Here is a student loan chart by age since 2017. The trend is alarming.
Financial Advice is Limited
Most families depend on the college financial aid offices and the high school college guidance office for directions on financial aid. These professionals are good resources but cannot provide a complete financial picture. To properly plan how to fund a child’s education, you need to understand financial aid, college savings plans, educational tax strategies, student loan options, and student loan repayment plans.
As I said earlier, this is the most significant financial decision most parents make before retirement, and you make it on your own. Unlike a mortgage, where a third party approves the loan after evaluating your income level, credit history, and ability to make the payment, they approve the loan, and you can purchase the house. This detailed approval process does not exist if you use federal student loans.
The colleges also do not give you a projection of the total debt to graduation. You have to calculate that number by yourself. Imagine getting a mortgage without telling the bank how much money you need. Also, with the increased complexities, the college financial aid office cannot provide any personal financial or tax advice. This advice could be worth thousands of dollars annually if not done correctly.
Understand Parent PLUS Loans Structure
Most parents must also understand that the traditional dependent student can only qualify for $27,000 of student loans over the first four years in their name. The remaining balance needs to be funded by savings or monthly cash flow. If there is an additional shortfall, financing is required. Depending on the loan selected, the parents will be directly or indirectly legally tied to those loans.
This funding dilemma is why so many families use Parent PLUS as an option. It is the easiest. Parents need to consider a few items before using this debt solution.
- It’s the parents’ loans.
- Limited repayment options
- Cannot be transferred to the student
- Limited borrowing cap to cost of attendance for each college
- Interest rate is set each year for all borrowers in May
- Can qualify for loan forgiveness
- Federal loans have a death and disability benefit
There are other options depending on your goals and situation. Private student loans are a viable option. The issue with private loans is that they have an underwriting process. You must apply for a new separate loan each year and get approved. The disadvantage is that the borrower’s debt-to-income ratio worsens over time, hence a higher interest rate.
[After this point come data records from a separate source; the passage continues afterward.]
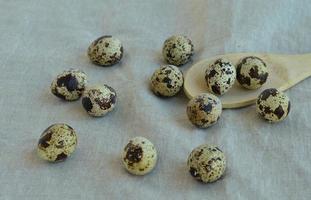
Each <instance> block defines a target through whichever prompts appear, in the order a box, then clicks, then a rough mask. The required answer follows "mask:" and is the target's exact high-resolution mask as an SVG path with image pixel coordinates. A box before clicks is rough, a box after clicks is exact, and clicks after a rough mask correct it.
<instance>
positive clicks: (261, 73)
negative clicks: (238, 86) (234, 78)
mask: <svg viewBox="0 0 311 200" xmlns="http://www.w3.org/2000/svg"><path fill="white" fill-rule="evenodd" d="M236 72H237V80H238V82H239V83H240V84H241V85H242V86H243V87H245V88H247V89H252V90H253V89H258V88H260V87H261V86H262V85H263V84H264V83H265V82H266V81H267V78H268V75H269V73H268V68H267V65H266V63H265V62H264V61H263V60H262V59H260V58H258V57H254V56H249V57H246V58H243V59H242V60H241V61H240V62H239V63H238V65H237V69H236Z"/></svg>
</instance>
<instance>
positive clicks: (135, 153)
mask: <svg viewBox="0 0 311 200" xmlns="http://www.w3.org/2000/svg"><path fill="white" fill-rule="evenodd" d="M122 158H123V164H124V167H125V169H126V170H127V171H128V172H130V173H131V174H135V175H145V174H147V173H149V172H150V171H151V170H152V169H153V168H154V167H155V165H156V163H157V151H156V148H155V147H154V145H153V144H152V143H151V142H150V141H149V140H147V139H146V138H144V137H135V138H132V139H131V140H130V141H129V143H128V144H127V145H126V146H125V148H124V151H123V155H122Z"/></svg>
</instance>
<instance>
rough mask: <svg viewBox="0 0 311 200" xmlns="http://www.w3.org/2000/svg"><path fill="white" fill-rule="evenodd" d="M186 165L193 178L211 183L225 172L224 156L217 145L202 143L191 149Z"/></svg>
mask: <svg viewBox="0 0 311 200" xmlns="http://www.w3.org/2000/svg"><path fill="white" fill-rule="evenodd" d="M187 165H188V169H189V172H190V174H191V175H192V176H193V177H194V178H195V179H197V180H199V181H201V182H203V183H211V182H214V181H216V180H218V179H219V178H220V177H222V176H223V174H224V173H225V170H226V157H225V154H224V153H223V152H222V151H221V150H220V149H219V148H218V147H217V146H214V145H207V144H204V145H201V146H198V147H197V148H195V149H193V150H192V152H191V153H190V155H189V157H188V161H187Z"/></svg>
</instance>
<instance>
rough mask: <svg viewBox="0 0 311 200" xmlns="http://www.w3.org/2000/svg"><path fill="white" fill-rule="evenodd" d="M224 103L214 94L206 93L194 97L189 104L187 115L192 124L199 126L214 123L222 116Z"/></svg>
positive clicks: (204, 126)
mask: <svg viewBox="0 0 311 200" xmlns="http://www.w3.org/2000/svg"><path fill="white" fill-rule="evenodd" d="M221 112H222V105H221V102H220V100H219V98H218V97H217V96H215V95H213V94H209V93H204V94H199V95H198V96H196V97H194V98H192V99H191V100H190V101H189V102H188V104H187V115H188V118H189V120H190V121H191V123H192V124H194V125H195V126H197V127H199V128H207V127H210V126H212V125H214V124H215V123H216V122H217V121H218V120H219V118H220V115H221Z"/></svg>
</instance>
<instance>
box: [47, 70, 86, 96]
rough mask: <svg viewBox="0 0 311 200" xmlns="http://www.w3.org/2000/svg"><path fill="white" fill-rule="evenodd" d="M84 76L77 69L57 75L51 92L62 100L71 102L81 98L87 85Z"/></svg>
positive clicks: (66, 71) (80, 72) (54, 79)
The positive is that the parents can get off the loans if a good payment history is achieved after 36 – 40 months. Private loans have zero to minimal fees in comparison to federal loans.
Understanding Your Timing
The biggest problem for families is not developing and estimating a college funding plan to educate all their children. The college selection and funding process considers each child uniquely. On the financial side, each child may have their own 529 plan or receive different scholarship amounts. Having a customized funding and debt strategy is becoming more important due to the high cost. Doing this using your entire family timeline and the resources can provide the best outcome.
We tend to focus on the oldest. In reality, you should use the youngest since this will dictate when you can stop taking on debt, how close you will be to retirement, whether you qualify for loan forgiveness and your loan repayment options. By having these answers, you can develop a better plan and avoid surprises in retirement.
New funding strategies give parents and grandparents more flexibility. Under the SECURE Act, 529 money can be used for student debt repayment, transferred to other children, and even to set up a Roth IRA.
Parents Paying for College New Dilemma Conclusion
As college costs continue to rise, parents paying for college need to better manage and plan on how they will manage the debt. Colleges can only provide limited advice and won’t be there for you when you want to retire. If the current system was so great, we would not have the $1.7 trillion in student loans and the government trying to find ways to forgive them.
The average US family has 2 children, and the average cost of college, including room and board, is about $150,000 over the first four years. This makes the funding decision a $300,000 decision that we make on our own. PayForEd and our listed advisors can help you develop a plan that minimizes the risk of carrying student loans into retirement and can gives you suitable options if you do have them in retirement.
Due to the lack of transparency and increased complexity, families have difficulty putting this all together. What people need to realize is that a family’s debt structure will determine their repayment and forgiveness options. This planning is often not done.